Technical specifications
- Picture format: .flv, .mov, .mp4

Publication
- Original release: March 17, 2006 – March 17, 2007
- Updates: Weekdays

Related
- Website: http://www.zefrank.com/theshow

= The show with zefrank =

Web series

the show with zefrank is a web video show by Ze Frank that was produced each weekday from March 17, 2006 until March 17, 2007. The format of the program combined commentary on media and current events with viewer contributions and activities. the show is considered a pioneering development to the vlogging genre, notably in its usage of elements that would become commonplace in later vlogging culture. It also served as inspiration for many popular vloggers, including the Vlogbrothers, Philip DeFranco and Wheezy Waiter. It was the subject of articles in Slate, The New York Times, the Los Angeles Times, The Guardian, and Newsweek.

==Format==
Episodes of the show run from two to three minutes in length. Topics range from serious socio-political commentary to absurdist comedy and running gags. One such gag was to open episodes with outlandish skits, followed by the question "Are the new viewers gone yet?" Another gag involved musical performances of original songs to emphasize a point or concept in the episode.

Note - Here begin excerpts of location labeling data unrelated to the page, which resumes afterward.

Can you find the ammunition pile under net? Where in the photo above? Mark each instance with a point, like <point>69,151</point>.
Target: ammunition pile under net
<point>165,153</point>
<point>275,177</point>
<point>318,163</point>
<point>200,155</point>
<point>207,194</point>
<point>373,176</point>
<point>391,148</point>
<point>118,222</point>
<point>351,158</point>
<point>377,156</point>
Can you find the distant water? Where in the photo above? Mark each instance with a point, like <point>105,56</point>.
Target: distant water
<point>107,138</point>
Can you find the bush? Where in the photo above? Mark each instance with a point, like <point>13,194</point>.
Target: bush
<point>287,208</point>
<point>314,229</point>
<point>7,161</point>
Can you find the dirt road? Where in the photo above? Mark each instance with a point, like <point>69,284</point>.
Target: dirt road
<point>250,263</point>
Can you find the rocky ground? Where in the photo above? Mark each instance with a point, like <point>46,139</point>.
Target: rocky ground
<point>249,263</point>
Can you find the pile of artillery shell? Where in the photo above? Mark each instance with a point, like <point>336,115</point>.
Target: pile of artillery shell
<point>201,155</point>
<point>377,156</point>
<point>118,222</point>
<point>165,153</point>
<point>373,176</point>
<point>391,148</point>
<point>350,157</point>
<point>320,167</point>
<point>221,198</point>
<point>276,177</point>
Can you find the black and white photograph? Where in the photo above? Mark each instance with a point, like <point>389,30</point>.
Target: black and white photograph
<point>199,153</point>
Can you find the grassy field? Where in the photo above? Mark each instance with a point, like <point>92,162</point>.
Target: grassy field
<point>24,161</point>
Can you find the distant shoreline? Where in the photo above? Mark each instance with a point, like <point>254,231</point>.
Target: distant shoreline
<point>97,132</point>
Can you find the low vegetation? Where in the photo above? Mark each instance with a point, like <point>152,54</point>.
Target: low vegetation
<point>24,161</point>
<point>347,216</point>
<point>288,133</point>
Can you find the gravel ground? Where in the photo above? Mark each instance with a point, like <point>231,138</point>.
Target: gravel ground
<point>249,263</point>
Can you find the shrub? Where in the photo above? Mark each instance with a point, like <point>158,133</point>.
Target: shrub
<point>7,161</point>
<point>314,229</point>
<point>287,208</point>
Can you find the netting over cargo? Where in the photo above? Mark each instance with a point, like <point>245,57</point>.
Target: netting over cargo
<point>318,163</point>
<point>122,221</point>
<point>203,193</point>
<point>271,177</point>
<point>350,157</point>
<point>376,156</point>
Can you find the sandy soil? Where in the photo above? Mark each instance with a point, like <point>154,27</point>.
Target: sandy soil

Thousands of photos, videos and music files were contributed by the audience, including over 1,000 photos in one 20-hour period. Viewer feedback from a previous show, a segment he called "S-s-s-somethin' from the comments," often served as a launching point to a new topic. One episode was scripted by thousands of viewers using a wiki.

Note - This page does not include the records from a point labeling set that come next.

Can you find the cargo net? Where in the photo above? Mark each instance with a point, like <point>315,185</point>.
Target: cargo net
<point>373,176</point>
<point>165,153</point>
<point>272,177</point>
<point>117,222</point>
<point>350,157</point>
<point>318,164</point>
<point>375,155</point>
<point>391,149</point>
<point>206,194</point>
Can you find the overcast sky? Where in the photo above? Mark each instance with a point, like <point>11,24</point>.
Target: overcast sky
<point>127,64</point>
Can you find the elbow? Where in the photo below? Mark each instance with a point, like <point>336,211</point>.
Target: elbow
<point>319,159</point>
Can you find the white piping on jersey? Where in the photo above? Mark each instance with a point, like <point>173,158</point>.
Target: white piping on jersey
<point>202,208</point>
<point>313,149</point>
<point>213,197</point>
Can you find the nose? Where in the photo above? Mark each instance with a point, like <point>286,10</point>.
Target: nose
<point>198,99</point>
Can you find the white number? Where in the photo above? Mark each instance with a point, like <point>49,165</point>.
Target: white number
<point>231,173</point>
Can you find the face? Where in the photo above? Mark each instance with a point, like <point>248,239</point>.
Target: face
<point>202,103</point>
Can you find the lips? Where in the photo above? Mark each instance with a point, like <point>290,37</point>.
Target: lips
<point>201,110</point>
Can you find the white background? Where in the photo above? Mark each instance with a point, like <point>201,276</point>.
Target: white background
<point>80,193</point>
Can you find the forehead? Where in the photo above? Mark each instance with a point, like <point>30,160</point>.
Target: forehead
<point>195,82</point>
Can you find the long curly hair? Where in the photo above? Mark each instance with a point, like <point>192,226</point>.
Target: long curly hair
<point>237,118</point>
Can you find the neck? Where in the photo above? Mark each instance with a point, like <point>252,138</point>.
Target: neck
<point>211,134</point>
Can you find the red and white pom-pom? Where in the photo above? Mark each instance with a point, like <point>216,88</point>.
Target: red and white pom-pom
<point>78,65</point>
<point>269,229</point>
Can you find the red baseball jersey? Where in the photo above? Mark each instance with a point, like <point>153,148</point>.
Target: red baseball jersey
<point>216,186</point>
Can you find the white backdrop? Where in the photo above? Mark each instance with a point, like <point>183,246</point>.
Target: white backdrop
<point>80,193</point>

On the May 16, 2006 episode, Ze challenged his viewers to create an "Earth Sandwich." The goal was to place two pieces of bread on the ground at points directly opposite each other on the globe, creating a giant sandwich between the two pieces of bread. The task was completed by brothers Duncan and Jon Rawlinson in Spain and Morgan in New Zealand.

==Ending==
The show concluded on March 17, 2007, as planned. Ze's final words to his viewers were "thanks so much for an amazing year."

Ze did a five-year 'replay' podcast in 2011 where he posted commentary while watching episodes of 'the show'. Episodes of this podcast are still available online on YouTube.